### Retrieval-augmented generation (RAG)

Retrieval-augmented generation (RAG) is an AI framework that synergizes the capabilities of LLMs and information retrieval systems. It's useful to answer questions or generate content leveraging external knowledge. There are two main steps in RAG: 
1) **retrieval**: retrieve relevant information from a knowledge base **with text embeddings stored in a vector store**; 
2) **generation**: insert the **relevant information to the prompt** for the LLM to generate information. 

### Documentation

- Mistral API: https://docs.mistral.ai/api/
- Langchain: https://python.langchain.com/docs/introduction/

In [1]:
import os
from dotenv import load_dotenv
from mistralai import Mistral
import warnings
warnings.filterwarnings("ignore")
from langchain.prompts.prompt import PromptTemplate


from langchain_community.document_loaders import TextLoader
from langchain_mistralai.chat_models import ChatMistralAI
from langchain_mistralai.embeddings import MistralAIEmbeddings
from langchain_community.vectorstores import FAISS
from langchain.text_splitter import RecursiveCharacterTextSplitter
from langchain.chains.combine_documents import create_stuff_documents_chain
from langchain_core.prompts import ChatPromptTemplate
from langchain.chains import create_retrieval_chain


In [2]:
# Load environment variables
load_dotenv()

True

In [3]:
langchain_api_key = os.getenv("LANGCHAIN_API_KEY")
mistral_api_key = os.getenv("MISTRAL_API_KEY")

In [24]:
client = Mistral(api_key=mistral_api_key)

In [4]:
loader = TextLoader("../data/rag/towns.txt", encoding="utf-8")
# loader = TextLoader("../data/rag/Growth_and_decline_in_rural_Spain.pdf")

In [5]:
docs = loader.load()

In [6]:
docs

[Document(metadata={'source': '../data/rag/towns.txt'}, page_content='Galapagar is a town of 20,000 habitants. It is in Madrid. It has a warm climate in summer and cold in winter. It has several schools in the surroundings and two hospitals nearby. Its job situation is good enough. It has excellent connections, and the cost of living is 140 EUR a day. It is not close to the beach.\n\nSantander is a town of 170,000 habitants. It is in Cantabria. It has mild summers and cool winters. It has several schools in the surroundings and three hospitals nearby. Its job situation is fair. It has excellent connections, and the cost of living is 120 EUR a day. It is close to the beach.\n\nSegovia is a town of 55,000 habitants. It is in Castilla y León. It has a continental climate with cold winters and warm summers. It has several schools in the surroundings and two hospitals nearby. Its job situation is moderate. It has good connections, and the cost of living is 110 EUR a day.

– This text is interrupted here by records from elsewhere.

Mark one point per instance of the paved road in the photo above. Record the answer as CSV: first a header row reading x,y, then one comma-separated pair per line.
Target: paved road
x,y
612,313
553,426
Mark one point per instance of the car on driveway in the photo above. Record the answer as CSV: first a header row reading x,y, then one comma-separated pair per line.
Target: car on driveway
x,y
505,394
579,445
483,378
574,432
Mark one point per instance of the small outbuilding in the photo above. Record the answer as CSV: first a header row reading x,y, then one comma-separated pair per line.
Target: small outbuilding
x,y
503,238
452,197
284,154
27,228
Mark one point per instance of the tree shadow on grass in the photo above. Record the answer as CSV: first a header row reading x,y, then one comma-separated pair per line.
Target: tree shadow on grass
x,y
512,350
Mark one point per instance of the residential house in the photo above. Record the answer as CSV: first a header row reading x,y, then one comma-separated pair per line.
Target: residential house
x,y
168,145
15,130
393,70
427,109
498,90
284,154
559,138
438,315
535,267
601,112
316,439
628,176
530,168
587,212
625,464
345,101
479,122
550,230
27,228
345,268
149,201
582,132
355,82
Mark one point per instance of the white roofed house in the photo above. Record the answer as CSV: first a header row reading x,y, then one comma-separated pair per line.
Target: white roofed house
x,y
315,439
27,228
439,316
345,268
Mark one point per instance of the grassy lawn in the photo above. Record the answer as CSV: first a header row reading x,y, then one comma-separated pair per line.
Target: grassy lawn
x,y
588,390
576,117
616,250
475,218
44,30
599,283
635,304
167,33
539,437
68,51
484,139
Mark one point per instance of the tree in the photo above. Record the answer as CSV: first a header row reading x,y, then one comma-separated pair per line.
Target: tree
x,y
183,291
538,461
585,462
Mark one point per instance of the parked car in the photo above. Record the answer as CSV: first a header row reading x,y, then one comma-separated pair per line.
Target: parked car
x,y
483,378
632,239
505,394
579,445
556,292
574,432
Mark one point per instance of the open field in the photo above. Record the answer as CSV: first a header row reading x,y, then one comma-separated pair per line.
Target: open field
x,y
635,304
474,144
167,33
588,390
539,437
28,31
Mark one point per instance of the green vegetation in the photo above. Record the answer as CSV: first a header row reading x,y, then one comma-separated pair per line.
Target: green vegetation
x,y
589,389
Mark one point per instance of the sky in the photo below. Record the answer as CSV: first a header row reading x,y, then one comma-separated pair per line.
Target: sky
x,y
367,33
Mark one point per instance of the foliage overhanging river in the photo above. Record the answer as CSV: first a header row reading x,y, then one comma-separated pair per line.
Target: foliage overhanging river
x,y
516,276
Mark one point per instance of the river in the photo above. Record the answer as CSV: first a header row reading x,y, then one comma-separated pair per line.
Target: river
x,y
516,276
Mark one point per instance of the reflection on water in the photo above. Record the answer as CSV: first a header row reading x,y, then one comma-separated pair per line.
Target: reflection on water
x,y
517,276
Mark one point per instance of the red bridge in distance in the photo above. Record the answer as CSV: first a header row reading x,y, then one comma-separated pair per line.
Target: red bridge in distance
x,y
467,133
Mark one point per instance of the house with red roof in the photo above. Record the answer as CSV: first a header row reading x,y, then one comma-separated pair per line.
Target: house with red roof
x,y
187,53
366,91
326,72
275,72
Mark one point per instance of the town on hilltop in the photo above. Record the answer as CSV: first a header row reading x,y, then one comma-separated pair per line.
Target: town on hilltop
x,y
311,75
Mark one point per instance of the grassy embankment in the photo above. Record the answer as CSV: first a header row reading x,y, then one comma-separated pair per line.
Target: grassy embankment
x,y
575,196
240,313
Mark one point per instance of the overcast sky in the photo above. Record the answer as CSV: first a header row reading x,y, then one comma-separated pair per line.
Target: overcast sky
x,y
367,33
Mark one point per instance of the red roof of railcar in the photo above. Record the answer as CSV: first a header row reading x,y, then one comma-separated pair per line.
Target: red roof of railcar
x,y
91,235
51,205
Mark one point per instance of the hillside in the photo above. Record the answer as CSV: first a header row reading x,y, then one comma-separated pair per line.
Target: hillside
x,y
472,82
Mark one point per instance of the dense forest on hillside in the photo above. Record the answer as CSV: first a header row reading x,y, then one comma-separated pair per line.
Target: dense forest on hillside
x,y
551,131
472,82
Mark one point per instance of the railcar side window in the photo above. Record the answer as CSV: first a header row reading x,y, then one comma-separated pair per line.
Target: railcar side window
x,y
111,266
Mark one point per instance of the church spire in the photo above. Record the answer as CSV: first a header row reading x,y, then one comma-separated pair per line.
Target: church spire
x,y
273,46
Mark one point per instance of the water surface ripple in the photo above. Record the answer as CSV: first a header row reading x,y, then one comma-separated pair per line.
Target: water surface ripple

It is not close to 

In [7]:
text_splitter = RecursiveCharacterTextSplitter()
documents = text_splitter.split_documents(docs)

In [8]:
documents

[Document(metadata={'source': '../data/rag/towns.txt'}, page_content='Galapagar is a town of 20,000 habitants. It is in Madrid. It has a warm climate in summer and cold in winter. It has several schools in the surroundings and two hospitals nearby. Its job situation is good enough. It has excellent connections, and the cost of living is 140 EUR a day. It is not close to the beach.\n\nSantander is a town of 170,000 habitants. It is in Cantabria. It has mild summers and cool winters. It has several schools in the surroundings and three hospitals nearby. Its job situation is fair. It has excellent connections, and the cost of living is 120 EUR a day. It is close to the beach.\n\nSegovia is a town of 55,000 habitants. It is in Castilla y León. It has a continental climate with cold winters and warm summers. It has several schools in the surroundings and two hospitals nearby. Its job situation is moderate. It has good connections, and the cost of living is 110 EUR a day. It is not close to 

In [9]:
# Define the embedding model
embeddings = MistralAIEmbeddings(model="mistral-embed", api_key= os.getenv("MISTRAL_API_KEY"))

In [10]:
embeddings

MistralAIEmbeddings(client=<httpx.Client object at 0x00000244FDF6DA10>, async_client=<httpx.AsyncClient object at 0x00000244EFA8A690>, mistral_api_key=SecretStr('**********'), endpoint='https://api.mistral.ai/v1/', max_retries=5, timeout=120, wait_time=30, max_concurrent_requests=64, tokenizer=<langchain_mistralai.embeddings.DummyTokenizer object at 0x00000244EFC8FA90>, model='mistral-embed')

In [11]:
# Create the vector store 
vector = FAISS.from_documents(documents, embeddings)

In [12]:
# Define a retriever interface
retriever = vector.as_retriever()
# Define LLM
pueblos_model = ChatMistralAI(api_key= os.getenv("MISTRAL_API_KEY"))

In [13]:
# Define prompt template
prompt = ChatPromptTemplate.from_template("""Answer the following question following based only on the provided context:

<context>
{context}
</context>

Question: {input}
                                          
Answer should provide a selection of the 3 most likely cities for the user, and a description of each of them, then ask if they have any preference of transports or schools""")


In [14]:
# Create a retrieval chain to answer questions
document_chain = create_stuff_documents_chain(pueblos_model, prompt)
retrieval_chain = create_retrieval_chain(retriever, document_chain)

In [15]:
response = retrieval_chain.invoke({"input": "I would like to live in a sunny city with more than 5000 habitants, anywhere in spain"})

In [16]:
print(response["answer"])

Based on your preference to live in a sunny city with a population of more than 50,000 inhabitants, I have selected the following three cities in Spain:

1. Torrevieja, Alicante: With a population of 82,000 inhabitants, Torrevieja has a warm Mediterranean climate, with hot summers and mild winters. It is close to the beach and has several schools in the surroundings and one hospital nearby. Its job situation is seasonal. The cost of living in Torrevieja is 135 EUR a day, and it has good connections.

2. Gandía, Valencia: With a population of 75,000 inhabitants, Gandía has a Mediterranean climate, with warm summers and mild winters. It is close to the beach and has several schools in the surroundings and two hospitals nearby. Its job situation is seasonal. The cost of living in Gandía is 135 EUR a day, and it has good connections.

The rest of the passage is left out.